The discouraging moments:

  • Yusei Kikuchi had little command and even less tempo on the mound. He allowed five earned runs on six hits, with three walks and only one strikeout.

“YK didn’t quite have the zip on his fastball like he normally does,” Servais said. “It just carried through the zone and it wasn’t as sharp, really from the first inning on. But I thought he battled through it.”

The Mariners had largely been encouraged by what they had seen from Kikuchi in his first three starts of the season. The left-hander entered Friday with a 19-to-6 strikeout-to-walk ratio in 19 innings, having allowed just three home runs in those first three starts.

Friday’s start was a regression to many of Kikuchi’s confounding starts from 2019-20.

Xander Bogaerts hit a two-run home run off Kikuchi in the first inning — a 409-foot shot over the Green Monster and out of Fenway Park. J.D. Martinez added a solo homer in the third inning, his seventh of the season to tie for the major-league lead.

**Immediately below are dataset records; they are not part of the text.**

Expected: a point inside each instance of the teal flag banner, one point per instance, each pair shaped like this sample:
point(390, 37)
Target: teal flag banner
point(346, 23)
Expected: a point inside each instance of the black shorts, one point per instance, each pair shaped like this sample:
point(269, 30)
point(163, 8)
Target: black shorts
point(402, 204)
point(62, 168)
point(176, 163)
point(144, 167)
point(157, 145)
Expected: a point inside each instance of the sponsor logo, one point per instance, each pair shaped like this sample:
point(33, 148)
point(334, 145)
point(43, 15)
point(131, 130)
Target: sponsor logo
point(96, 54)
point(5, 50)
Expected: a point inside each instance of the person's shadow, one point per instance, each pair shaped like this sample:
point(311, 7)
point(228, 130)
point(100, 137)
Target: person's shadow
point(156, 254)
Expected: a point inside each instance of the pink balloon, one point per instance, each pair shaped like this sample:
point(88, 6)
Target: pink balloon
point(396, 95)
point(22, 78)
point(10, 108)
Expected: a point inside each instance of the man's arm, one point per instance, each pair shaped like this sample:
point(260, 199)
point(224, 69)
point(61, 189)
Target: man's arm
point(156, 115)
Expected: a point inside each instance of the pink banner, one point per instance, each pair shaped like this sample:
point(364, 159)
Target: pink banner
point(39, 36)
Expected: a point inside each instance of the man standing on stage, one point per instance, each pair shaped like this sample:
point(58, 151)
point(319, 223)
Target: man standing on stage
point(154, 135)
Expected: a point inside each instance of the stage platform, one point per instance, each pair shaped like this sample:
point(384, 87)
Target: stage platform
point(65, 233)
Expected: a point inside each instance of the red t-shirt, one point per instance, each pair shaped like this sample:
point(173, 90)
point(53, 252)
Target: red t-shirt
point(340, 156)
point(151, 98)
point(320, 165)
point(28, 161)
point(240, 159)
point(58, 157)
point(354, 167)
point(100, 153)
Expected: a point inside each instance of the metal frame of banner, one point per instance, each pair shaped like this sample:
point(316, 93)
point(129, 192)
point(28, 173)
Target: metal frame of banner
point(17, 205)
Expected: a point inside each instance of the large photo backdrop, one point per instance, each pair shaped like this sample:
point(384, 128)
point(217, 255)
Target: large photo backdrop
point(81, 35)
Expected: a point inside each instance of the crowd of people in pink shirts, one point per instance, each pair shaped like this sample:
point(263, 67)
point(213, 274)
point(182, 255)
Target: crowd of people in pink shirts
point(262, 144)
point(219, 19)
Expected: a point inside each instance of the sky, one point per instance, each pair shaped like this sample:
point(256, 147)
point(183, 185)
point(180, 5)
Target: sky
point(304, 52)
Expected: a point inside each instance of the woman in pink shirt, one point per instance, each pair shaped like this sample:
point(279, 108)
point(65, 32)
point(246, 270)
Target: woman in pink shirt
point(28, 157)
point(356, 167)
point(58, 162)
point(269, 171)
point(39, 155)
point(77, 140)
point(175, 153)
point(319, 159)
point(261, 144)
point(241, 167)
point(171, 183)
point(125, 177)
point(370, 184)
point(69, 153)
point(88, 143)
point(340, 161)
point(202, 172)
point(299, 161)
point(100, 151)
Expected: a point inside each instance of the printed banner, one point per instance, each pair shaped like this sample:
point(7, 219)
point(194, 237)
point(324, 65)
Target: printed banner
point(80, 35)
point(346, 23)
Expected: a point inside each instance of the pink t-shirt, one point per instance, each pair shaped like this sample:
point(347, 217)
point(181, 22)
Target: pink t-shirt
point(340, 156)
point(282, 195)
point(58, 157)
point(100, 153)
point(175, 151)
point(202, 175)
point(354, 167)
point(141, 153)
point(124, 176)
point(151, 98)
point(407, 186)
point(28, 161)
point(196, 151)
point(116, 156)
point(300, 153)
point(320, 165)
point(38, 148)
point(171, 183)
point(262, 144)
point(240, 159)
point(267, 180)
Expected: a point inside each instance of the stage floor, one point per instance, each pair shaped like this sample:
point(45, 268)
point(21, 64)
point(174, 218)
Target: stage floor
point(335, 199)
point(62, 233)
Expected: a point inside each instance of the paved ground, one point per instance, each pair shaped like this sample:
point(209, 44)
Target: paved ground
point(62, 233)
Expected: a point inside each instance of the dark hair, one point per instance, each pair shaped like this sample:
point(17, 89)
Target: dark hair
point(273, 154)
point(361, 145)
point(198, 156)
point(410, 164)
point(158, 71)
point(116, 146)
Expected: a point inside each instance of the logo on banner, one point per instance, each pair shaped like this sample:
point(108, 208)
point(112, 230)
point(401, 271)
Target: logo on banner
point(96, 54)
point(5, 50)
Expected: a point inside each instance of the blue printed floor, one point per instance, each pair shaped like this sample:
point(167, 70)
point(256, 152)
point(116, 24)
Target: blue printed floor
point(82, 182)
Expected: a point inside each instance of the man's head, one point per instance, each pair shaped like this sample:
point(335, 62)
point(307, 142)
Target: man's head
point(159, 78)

Kikuchi said both home runs came off sliders he left over the plate.

“Give their (Red Sox) guys credit,” Servais said. “They have a really good offensive team and they were on him tonight.”

  • Seager was thrown out at third base for the final out of fifth inning after White hit a screamer off the Green Monster. That snuffed out a prime scoring opportunity.
  • White, the Gold Glove first baseman, made his first error of the season. It led to an unearned run in the seventh.

Down 6-2 entering the ninth, the Mariners were trying for their eighth comeback victory of the season. The only team in the majors with more comeback wins this season is … the Red Sox, who now have 10.